For her part, the real Huffman pleaded guilty after the arrest and released an apology (“I am in full acceptance of my guilt, and with deep regret and shame over what I have done,” she wrote). The actress will be sentenced in September, and may face between four and 10 months in prison.
But the more intriguing similarity between Huffman and Helen lies in the latter’s obtuse, utterly unselfconscious commentary as she intervenes in her son’s world. In the opening of the film, Helen coins the phrase behind the title: “It’s like I’m not a mother anymore,” she says, “I’m an Other!” It's a word Helen uses repeatedly—but always in reference three wealthy mothers and their preposterously well-off children (Matt has an elevator that opens into his penthouse apartment; Daniel, who seemingly lives off a single New Yorker short story and occasional bylines in literary journals, has a brownstone). Later, while consumed by anger at her ex-husband, Helen wishes aloud to her widowed friend, Carol, that her husband had also died instead of divorcing her. When Carol storms out, Helen exclaims: “What did I say!” Arquette, who sees the whole exchange, responds with a look that translates roughly as: “Ruh Ro!”
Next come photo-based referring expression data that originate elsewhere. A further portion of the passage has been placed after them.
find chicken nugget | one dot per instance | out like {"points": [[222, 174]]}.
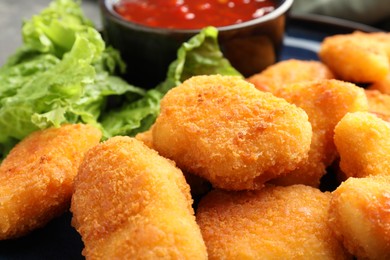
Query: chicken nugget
{"points": [[36, 178], [289, 71], [272, 223], [379, 104], [363, 142], [131, 203], [146, 137], [382, 85], [325, 102], [225, 130], [359, 215], [357, 57]]}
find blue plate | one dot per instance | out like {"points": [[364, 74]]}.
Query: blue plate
{"points": [[58, 240]]}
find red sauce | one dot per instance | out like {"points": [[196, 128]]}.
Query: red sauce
{"points": [[192, 14]]}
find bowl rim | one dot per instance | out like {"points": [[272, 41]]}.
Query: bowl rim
{"points": [[107, 7]]}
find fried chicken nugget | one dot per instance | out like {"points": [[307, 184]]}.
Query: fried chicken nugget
{"points": [[360, 216], [357, 57], [382, 85], [36, 178], [379, 104], [272, 223], [131, 203], [325, 102], [289, 71], [363, 142], [225, 130]]}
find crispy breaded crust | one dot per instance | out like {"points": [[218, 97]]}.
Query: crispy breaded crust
{"points": [[131, 203], [360, 216], [363, 142], [273, 223], [228, 132], [289, 71], [379, 104], [325, 102], [36, 178], [357, 57]]}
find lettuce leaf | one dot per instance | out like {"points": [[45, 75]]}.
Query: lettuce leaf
{"points": [[64, 73]]}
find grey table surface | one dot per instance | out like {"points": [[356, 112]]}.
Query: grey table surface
{"points": [[13, 12]]}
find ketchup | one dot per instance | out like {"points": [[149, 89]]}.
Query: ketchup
{"points": [[192, 14]]}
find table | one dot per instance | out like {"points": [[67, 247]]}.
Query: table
{"points": [[13, 12]]}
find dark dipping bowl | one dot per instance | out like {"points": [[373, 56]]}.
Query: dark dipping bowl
{"points": [[249, 46]]}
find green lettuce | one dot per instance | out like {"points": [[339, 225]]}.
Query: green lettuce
{"points": [[65, 73], [62, 73]]}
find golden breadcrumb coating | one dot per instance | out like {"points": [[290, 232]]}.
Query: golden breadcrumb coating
{"points": [[225, 130], [325, 102], [272, 223], [379, 104], [357, 57], [131, 203], [146, 137], [289, 71], [360, 216], [36, 178], [363, 142]]}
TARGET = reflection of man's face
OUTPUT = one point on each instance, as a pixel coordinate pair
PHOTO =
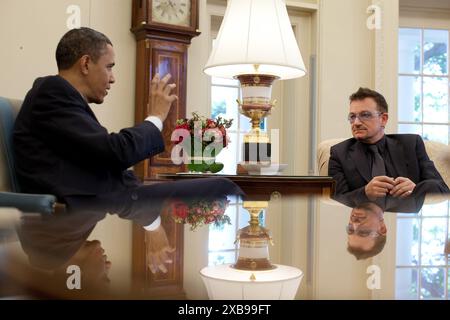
(367, 130)
(364, 226)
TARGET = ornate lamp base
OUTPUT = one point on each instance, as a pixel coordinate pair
(254, 241)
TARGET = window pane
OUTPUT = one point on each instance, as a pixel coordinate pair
(410, 128)
(406, 284)
(433, 241)
(409, 99)
(244, 123)
(435, 99)
(223, 101)
(228, 156)
(216, 258)
(408, 241)
(223, 237)
(448, 284)
(223, 81)
(435, 52)
(436, 133)
(409, 50)
(432, 283)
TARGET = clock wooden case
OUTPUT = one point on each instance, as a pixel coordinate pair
(163, 31)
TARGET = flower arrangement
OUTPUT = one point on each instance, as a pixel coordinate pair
(198, 212)
(202, 140)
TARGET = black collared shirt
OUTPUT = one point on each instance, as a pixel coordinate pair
(385, 154)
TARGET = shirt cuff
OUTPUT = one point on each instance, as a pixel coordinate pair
(155, 225)
(156, 121)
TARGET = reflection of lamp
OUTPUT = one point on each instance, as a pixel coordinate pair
(252, 277)
(256, 45)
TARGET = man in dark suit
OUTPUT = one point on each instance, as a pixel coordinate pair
(61, 148)
(372, 164)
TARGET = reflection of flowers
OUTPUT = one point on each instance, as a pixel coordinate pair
(199, 212)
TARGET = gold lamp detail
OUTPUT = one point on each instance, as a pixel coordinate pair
(256, 45)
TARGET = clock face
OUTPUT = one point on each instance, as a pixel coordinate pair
(176, 12)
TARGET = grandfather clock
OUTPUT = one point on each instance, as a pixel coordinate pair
(163, 31)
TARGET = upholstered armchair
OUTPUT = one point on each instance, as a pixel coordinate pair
(438, 152)
(10, 195)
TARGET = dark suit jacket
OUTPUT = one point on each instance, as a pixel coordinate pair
(61, 148)
(348, 164)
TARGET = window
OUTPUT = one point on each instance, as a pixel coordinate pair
(422, 268)
(423, 83)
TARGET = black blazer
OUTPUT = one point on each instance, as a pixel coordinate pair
(61, 148)
(349, 167)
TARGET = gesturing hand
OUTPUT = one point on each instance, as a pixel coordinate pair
(161, 97)
(378, 187)
(403, 187)
(158, 250)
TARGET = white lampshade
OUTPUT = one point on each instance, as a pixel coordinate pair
(256, 32)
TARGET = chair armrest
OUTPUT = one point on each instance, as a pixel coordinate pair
(38, 203)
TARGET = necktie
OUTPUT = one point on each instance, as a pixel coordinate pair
(378, 168)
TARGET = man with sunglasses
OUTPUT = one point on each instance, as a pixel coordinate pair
(373, 164)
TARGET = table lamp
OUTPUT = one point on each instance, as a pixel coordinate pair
(256, 45)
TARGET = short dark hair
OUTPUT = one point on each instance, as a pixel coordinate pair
(77, 43)
(363, 93)
(360, 254)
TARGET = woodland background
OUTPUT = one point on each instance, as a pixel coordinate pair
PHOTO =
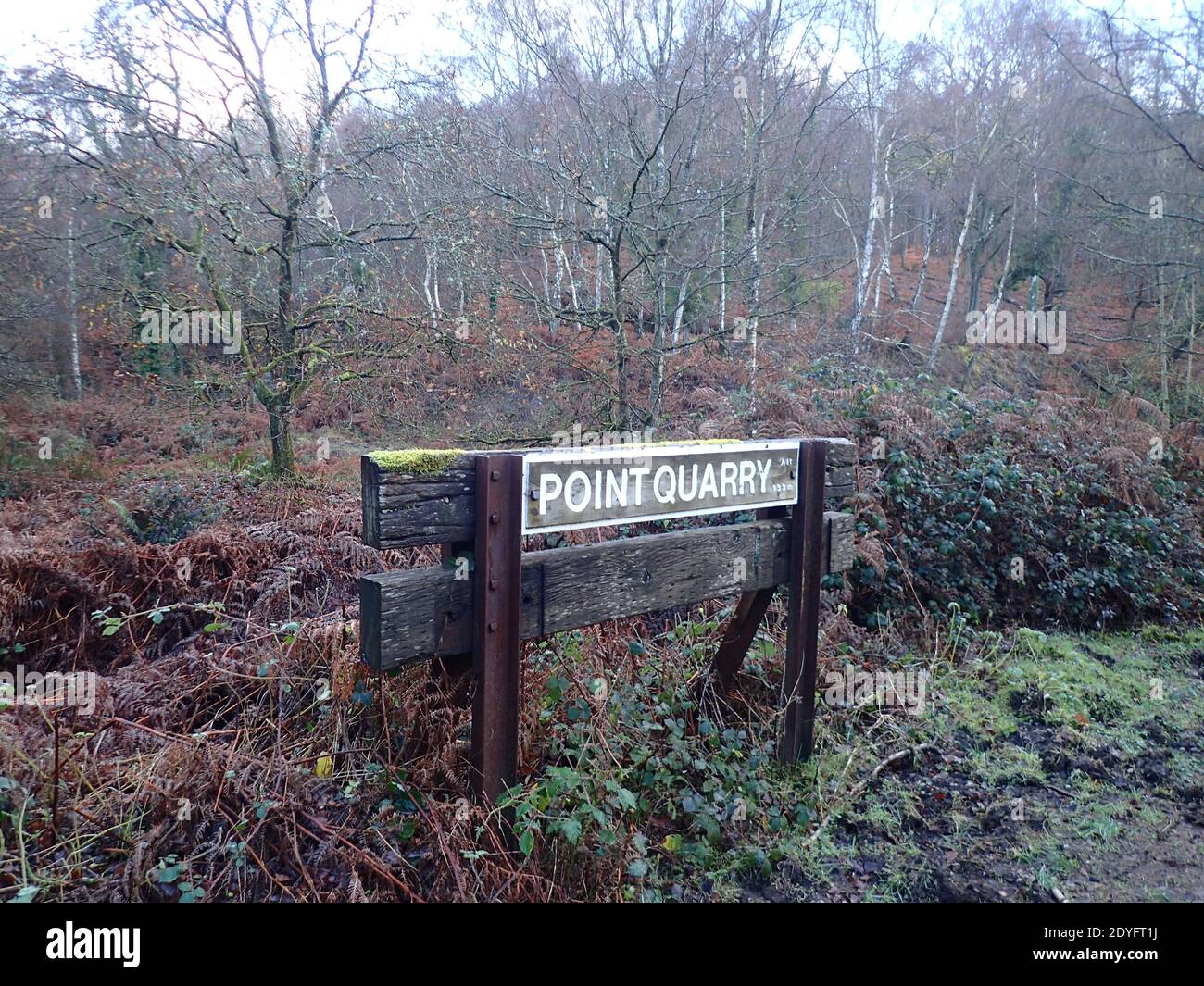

Otherhood has its moments, if primarily in its inadvertently frank representation of a particular cultural moment. When news of the college scam first broke, culture critic Naomi Fry wrote in the New Yorker that its perpetrators seemed to embody the tasteless, reality TV-ified American Id: “They were immediately fascinating characters to me,” she wrote, “vulgar, entitled, and un-self-aware.” Otherhood’s maternal protagonists are cut from the same, intriguingly tone-deaf cloth. But there's also something sinister about the story: the breeziness of Helen's behavior, the painless resolution. If Macy's balloons captured the aftermath of scandal, Otherhood seems like a snapshot from before it gets exposed.